This repository contains my solution for the Employee Attrition Prediction challenge presented at the Bluechip Summit hackathon. The objective of this challenge was to predict the probability of employee attrition within a given company using machine learning techniques.
This leaderboard represents the standings calculated with approximately 20% of the test data at the time of the hackathon. The final results, based on the remaining 80% of the test data, led to different standings.
- Position(out of 158): 85
- Accuracy: 0.90164
- Percentage Accuracy: 90.164%
The private leaderboard reflects the final standings calculated with approximately 80% of the test data at the time of the hackathon. As the competition concluded, this leaderboard showcases the ultimate rankings in the Employee Attrition Prediction challenge.
- Position(out of 158): 65
- Accuracy: 0.87396
- Percentage Accuracy: 87.396%
Employee attrition poses a significant challenge for organizations, impacting productivity and incurring high recruitment costs.
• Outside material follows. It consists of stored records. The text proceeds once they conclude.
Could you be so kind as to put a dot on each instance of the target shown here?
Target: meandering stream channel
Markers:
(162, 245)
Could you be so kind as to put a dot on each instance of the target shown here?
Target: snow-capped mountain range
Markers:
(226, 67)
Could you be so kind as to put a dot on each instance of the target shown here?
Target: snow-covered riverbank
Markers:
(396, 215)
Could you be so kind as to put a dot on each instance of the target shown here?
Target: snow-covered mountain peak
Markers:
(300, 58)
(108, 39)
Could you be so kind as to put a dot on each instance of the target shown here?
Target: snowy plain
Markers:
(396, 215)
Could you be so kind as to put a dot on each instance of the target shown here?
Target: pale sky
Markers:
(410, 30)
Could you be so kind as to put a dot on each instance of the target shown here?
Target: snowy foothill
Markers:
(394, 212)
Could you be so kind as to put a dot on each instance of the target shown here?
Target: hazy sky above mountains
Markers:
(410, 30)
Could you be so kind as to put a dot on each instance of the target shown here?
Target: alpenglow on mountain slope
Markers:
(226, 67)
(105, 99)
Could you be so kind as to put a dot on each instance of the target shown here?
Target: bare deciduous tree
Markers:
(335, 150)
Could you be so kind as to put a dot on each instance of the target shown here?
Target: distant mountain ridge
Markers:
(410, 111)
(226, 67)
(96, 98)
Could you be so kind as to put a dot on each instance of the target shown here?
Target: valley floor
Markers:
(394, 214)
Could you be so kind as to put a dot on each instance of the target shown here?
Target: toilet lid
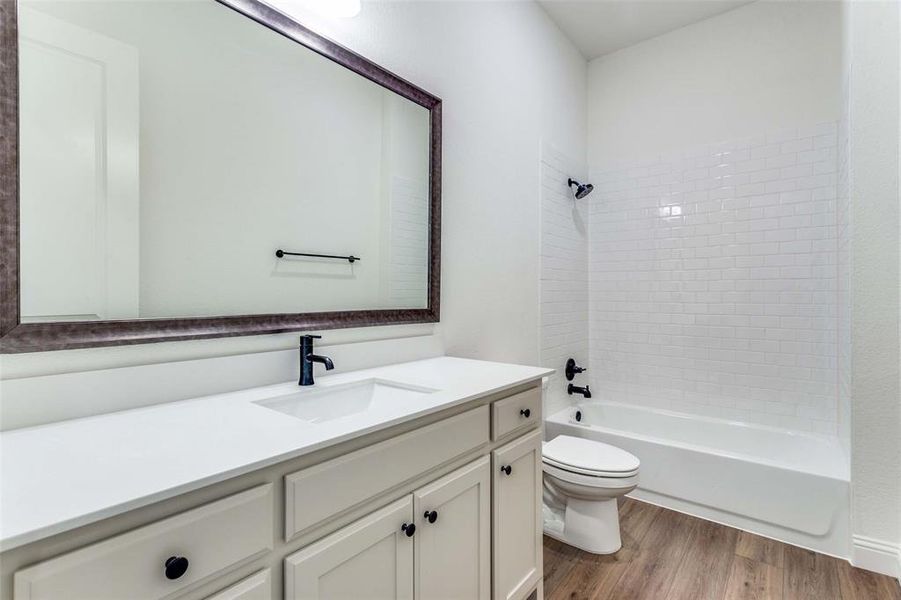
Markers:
(589, 456)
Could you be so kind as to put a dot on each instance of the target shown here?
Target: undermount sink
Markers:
(319, 405)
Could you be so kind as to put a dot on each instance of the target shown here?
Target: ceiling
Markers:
(599, 27)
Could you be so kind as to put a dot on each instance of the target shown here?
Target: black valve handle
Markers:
(176, 566)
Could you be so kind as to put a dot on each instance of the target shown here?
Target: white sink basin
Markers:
(319, 405)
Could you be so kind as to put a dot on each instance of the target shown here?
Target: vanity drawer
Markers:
(256, 587)
(212, 538)
(315, 494)
(519, 411)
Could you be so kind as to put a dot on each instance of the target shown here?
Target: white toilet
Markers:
(582, 480)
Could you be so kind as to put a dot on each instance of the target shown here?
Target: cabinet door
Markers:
(453, 535)
(516, 514)
(371, 558)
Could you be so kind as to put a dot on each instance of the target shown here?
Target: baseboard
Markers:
(876, 555)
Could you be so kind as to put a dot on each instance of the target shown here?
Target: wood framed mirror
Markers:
(244, 176)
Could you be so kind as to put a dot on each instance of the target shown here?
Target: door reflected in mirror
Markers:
(169, 149)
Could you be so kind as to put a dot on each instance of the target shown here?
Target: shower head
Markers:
(582, 189)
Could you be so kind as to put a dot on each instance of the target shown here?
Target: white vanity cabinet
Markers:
(516, 515)
(371, 558)
(434, 543)
(444, 506)
(453, 535)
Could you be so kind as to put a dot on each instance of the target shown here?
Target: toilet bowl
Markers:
(582, 481)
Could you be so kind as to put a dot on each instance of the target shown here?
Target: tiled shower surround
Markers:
(713, 281)
(564, 275)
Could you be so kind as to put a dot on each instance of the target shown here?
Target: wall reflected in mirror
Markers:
(168, 149)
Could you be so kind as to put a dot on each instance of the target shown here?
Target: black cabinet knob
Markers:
(176, 566)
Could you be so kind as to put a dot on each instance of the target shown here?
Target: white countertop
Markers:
(60, 476)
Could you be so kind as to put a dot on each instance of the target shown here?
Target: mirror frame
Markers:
(16, 336)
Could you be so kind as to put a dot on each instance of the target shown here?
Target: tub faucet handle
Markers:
(572, 369)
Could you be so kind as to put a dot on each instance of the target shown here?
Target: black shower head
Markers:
(582, 189)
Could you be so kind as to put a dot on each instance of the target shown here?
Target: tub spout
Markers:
(575, 389)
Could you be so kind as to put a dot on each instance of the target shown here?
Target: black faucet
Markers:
(307, 358)
(574, 389)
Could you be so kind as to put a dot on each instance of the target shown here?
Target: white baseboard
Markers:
(876, 555)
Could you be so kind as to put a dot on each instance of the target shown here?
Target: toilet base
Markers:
(590, 525)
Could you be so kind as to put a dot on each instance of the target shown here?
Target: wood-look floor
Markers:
(670, 556)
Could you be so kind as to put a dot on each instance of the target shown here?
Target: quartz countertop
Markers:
(56, 477)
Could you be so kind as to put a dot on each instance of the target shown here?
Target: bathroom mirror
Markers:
(202, 168)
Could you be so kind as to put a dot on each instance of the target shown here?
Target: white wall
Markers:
(875, 103)
(764, 66)
(508, 79)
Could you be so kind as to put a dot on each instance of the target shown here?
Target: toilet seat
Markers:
(589, 458)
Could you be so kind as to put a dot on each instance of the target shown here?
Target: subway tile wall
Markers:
(564, 274)
(713, 280)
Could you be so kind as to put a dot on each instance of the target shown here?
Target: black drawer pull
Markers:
(176, 566)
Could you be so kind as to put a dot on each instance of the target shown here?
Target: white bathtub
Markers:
(789, 486)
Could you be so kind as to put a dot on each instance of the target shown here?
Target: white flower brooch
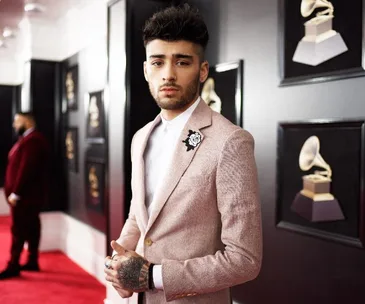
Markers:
(193, 140)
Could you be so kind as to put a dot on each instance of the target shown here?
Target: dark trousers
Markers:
(26, 227)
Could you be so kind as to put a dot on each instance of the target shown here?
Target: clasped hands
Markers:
(127, 271)
(12, 201)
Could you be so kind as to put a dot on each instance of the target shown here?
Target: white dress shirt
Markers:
(158, 155)
(13, 195)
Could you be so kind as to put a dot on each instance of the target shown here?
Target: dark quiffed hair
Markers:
(177, 23)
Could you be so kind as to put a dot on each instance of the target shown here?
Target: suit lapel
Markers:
(181, 159)
(140, 175)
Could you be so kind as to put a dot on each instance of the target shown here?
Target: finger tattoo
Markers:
(133, 274)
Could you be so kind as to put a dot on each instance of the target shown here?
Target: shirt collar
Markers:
(27, 132)
(180, 120)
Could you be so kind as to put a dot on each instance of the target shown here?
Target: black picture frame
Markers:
(72, 149)
(72, 87)
(341, 146)
(225, 83)
(95, 185)
(96, 120)
(348, 23)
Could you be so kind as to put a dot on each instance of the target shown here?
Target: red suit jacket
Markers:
(27, 169)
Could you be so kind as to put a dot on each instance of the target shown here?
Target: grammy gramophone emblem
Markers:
(210, 96)
(320, 42)
(69, 146)
(93, 184)
(315, 202)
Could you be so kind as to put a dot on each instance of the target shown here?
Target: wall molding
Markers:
(4, 207)
(81, 243)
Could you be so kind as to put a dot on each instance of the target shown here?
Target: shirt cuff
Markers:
(157, 277)
(14, 196)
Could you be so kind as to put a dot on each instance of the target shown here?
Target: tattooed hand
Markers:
(128, 270)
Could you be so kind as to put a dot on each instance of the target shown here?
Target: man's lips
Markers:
(169, 89)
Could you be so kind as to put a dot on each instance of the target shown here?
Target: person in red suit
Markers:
(26, 191)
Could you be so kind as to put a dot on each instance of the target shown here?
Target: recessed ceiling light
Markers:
(8, 32)
(2, 44)
(34, 7)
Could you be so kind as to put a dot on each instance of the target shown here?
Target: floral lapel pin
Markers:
(193, 140)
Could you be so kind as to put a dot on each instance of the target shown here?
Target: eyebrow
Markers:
(177, 56)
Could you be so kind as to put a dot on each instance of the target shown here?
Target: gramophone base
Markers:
(314, 53)
(317, 211)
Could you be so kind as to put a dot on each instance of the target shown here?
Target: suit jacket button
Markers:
(148, 242)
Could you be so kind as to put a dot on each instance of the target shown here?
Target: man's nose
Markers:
(169, 73)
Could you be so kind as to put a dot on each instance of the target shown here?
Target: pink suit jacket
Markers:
(205, 228)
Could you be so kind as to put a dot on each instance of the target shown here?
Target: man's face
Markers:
(174, 73)
(19, 124)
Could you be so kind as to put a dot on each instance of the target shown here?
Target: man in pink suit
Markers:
(194, 227)
(26, 190)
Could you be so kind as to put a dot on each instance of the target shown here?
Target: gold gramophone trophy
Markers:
(315, 202)
(70, 88)
(69, 146)
(320, 42)
(94, 112)
(210, 97)
(94, 183)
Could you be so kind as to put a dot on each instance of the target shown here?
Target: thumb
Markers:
(117, 247)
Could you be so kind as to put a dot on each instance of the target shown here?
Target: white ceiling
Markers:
(12, 11)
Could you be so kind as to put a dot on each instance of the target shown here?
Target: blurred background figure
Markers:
(26, 191)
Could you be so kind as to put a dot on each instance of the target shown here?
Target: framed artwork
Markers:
(71, 87)
(320, 40)
(95, 185)
(320, 179)
(223, 90)
(95, 128)
(72, 149)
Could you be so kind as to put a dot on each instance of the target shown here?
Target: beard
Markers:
(20, 131)
(175, 103)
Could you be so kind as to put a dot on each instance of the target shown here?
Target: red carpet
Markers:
(60, 281)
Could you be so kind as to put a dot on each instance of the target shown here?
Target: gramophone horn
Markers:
(308, 6)
(310, 156)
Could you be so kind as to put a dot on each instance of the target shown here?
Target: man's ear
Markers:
(204, 71)
(145, 70)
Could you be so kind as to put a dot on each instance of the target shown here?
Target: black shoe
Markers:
(30, 267)
(9, 273)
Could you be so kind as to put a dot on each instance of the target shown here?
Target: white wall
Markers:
(52, 40)
(81, 243)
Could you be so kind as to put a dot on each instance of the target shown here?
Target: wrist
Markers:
(151, 284)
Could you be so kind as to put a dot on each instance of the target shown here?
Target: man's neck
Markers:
(171, 114)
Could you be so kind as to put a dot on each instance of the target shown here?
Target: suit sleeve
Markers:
(130, 233)
(239, 206)
(31, 158)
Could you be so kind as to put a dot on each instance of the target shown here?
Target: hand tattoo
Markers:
(134, 274)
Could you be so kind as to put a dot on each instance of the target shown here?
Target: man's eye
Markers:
(182, 63)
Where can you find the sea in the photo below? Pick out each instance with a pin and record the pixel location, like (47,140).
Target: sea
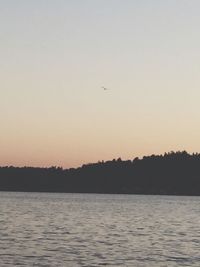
(58,229)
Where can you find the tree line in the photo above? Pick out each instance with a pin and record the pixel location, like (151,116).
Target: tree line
(174,173)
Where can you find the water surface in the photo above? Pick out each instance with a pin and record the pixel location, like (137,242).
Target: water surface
(41,229)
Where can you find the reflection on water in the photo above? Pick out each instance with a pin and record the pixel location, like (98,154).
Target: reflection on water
(40,229)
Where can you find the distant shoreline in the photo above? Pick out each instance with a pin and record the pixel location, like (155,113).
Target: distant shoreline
(174,173)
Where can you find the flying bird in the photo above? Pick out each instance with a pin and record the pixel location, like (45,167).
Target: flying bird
(104,88)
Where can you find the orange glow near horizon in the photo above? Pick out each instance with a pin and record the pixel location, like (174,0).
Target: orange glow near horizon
(55,60)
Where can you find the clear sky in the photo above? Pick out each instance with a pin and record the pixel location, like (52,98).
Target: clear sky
(56,54)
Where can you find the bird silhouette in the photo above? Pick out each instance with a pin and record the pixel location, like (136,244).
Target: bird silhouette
(104,88)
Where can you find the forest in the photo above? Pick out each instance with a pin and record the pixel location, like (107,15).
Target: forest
(174,173)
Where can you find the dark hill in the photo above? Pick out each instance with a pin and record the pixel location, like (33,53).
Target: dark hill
(174,173)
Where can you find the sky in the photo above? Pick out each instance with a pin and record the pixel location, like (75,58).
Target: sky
(55,56)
The task was to develop a predictive model that anticipates the likelihood of an employee leaving the company based on provided data.
Employee-Attrition-Prediction-Bluechip-Hackathon-Solution/
├── assets/
│ └── images/
│ ├── private_leaderboard.png
│ └── public_leaderboard.png
├── data/
│ ├── train.csv
│ ├── test.csv
│ ├── sample_submission.csv
│ └── data_with_attrition2.csv
├── modeling/
│ └── models.ipynb
├── README.md
└── requirements.txt
The dataset provided for this challenge includes two main files:
- train.csv: Contains the training data with various features related to employees.
- test.csv: Holds the test data for which predictions need to be made.
- sample_submission.csv: A sample submission file format to follow for submitting predictions.
The solution involved several key steps:
- Exploratory Data Analysis (EDA): Understanding the data distribution, identifying patterns, and gaining insights into factors influencing attrition.
- Data Preprocessing: Handling missing values, encoding categorical variables, and feature scaling.
- Feature Engineering: Creating new features or transforming existing ones to improve model performance.
- Model Building: Utilizing machine learning algorithms to predict the probability of employee attrition.
- Evaluation: Assessing model performance using appropriate metrics like accuracy, precision, recall.
- Python 3
- Jupyter Notebook (optional for running the provided notebooks)
- Required Python libraries (listed in requirements.txt)
git clone https://github.com/francisojeah/Employee-Attrition-Prediction-Bluechip-Hackathon-Solution.git
pip install -r requirements.txt
- Place the provided train.csv and test.csv files in the project directory.
- Run the provided notebook, models.ipynb, to reproduce the analysis, feature engineering, model building, and predictions.
- Ensure that the submission file follows the format specified in sample_submission.csv.
The best-performing model achieved a probability prediction accuracy of 90.87% on the test set, demonstrating its effectiveness in predicting employee attrition.
This project is licensed under the MIT License.